# Activity 08/31/2020 ## STAT 757 -- Section 1001
Instructor: Colin Grudzien
## Instructions: We will work through the following series of activities as a group and hold small group work and discussions in Zoom Breakout Rooms. Follow the instructions in each sub-section when the instructor assigns you to a breakout room. ## Activities: ### Activity 1: refreshing statistical concepts If we have two random variables $X_1,X_2$ with means $\mu_{X_1}, \mu_{X_2}$ respectively, we denote their covariance as, $$\sigma_{12}^2 = \mathbb{E}\left[\left(X_1 - \mu_{X_1}\right)\left(X_2 - \mu_{X_2}\right)\right]$$ The correlation of the two variables $X_1,X_2$ is thus defined as, $$\mathrm{cor}\left(X_1,X_2\right)\triangleq \frac{\sigma_{12}^2}{\sigma_1 \sigma_2}$$ where $\sigma_1$ and $\sigma_2$ is the standard deviation of $X_1$ and $X_2$ respectively. The covariance thus measures how much the two variables $X_1$ and $X_2$ co-vary together or oppositely.
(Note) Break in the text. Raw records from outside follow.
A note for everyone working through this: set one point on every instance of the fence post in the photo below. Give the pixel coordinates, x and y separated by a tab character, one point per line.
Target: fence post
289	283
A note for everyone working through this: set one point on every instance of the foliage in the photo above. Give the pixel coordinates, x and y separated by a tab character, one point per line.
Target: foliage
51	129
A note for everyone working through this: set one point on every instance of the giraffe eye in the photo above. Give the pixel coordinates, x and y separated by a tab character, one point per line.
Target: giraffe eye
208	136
Correlation is a measure of how much the variables co-vary, where the range is "normalized" to $[-1,1]$. #### Question 1: How can we use the definition of variance, $$\sigma^2_X = \mathbb{E}\left[ \left( X - \mu_X\right)^2 \right],$$ the definition of covariance, $$\sigma_{12}^2 = \mathbb{E}\left[\left(X_1 - \mu_{X_1}\right)\left(X_2 - \mu_{X_2}\right)\right],$$ and the definition of correlation, $$\mathrm{cor}\left(X_1,X_2\right)\triangleq \frac{\sigma_{12}^2}{\sigma_1 \sigma_2},$$ to show that $X_1$ always has correlation 1 with itself? #### Question 2: Which of the following models are linear in the parameters, OR can be transformed into a model that is linear in the parameters:

$Y_i = \beta_0 + \beta_1 X_i^2 + \epsilon_i$;
$Y_i = \beta_0 + \beta_1 \sqrt{X_i} + \epsilon_i$;
$Y_i = e^{\beta_0} X_i^{\beta_1} * \epsilon_i$;
$Y_i = \beta_0 + \beta_1 X_i^{\beta_2} + \epsilon_i$.
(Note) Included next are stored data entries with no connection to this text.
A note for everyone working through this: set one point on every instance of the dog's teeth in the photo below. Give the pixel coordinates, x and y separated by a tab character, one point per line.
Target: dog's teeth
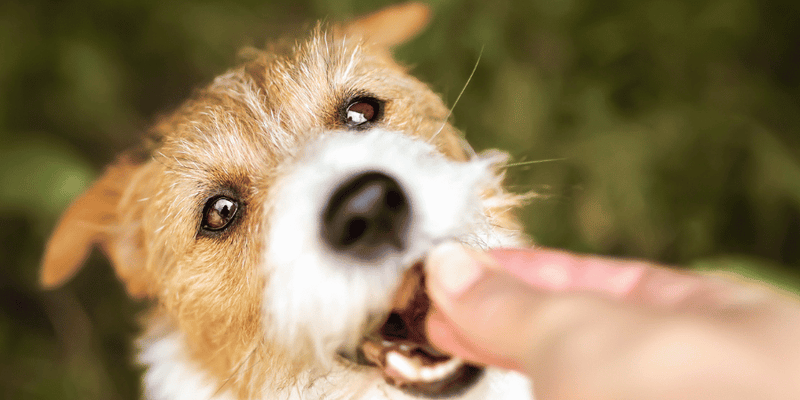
412	369
450	366
407	367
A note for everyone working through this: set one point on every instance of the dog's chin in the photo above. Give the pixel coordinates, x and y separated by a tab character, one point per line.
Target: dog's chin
400	349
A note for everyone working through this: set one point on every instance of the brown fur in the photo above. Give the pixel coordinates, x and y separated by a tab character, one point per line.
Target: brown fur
237	133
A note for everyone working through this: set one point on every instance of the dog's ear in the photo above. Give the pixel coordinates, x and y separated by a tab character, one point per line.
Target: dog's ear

Explain why or why not. #### Question 3: Recall our regression equation, $$\begin{align} Y_i = \beta_0 + \beta_1 X_i + \epsilon_i. \end{align}$$ and the standard assumptions about the variation $\epsilon_i$ that appears in the signal:

we suppose that the variation is of mean zero, $\mathbb{E}\left[\epsilon_i\right] = 0$.
we suppose that the variation is constant about every case, i.e., $$ \mathbb{E}\left[\epsilon_i^2\right] = \mathbb{E}\left[\epsilon_j^2\right] = \sigma^2 $$ for every $i,j$.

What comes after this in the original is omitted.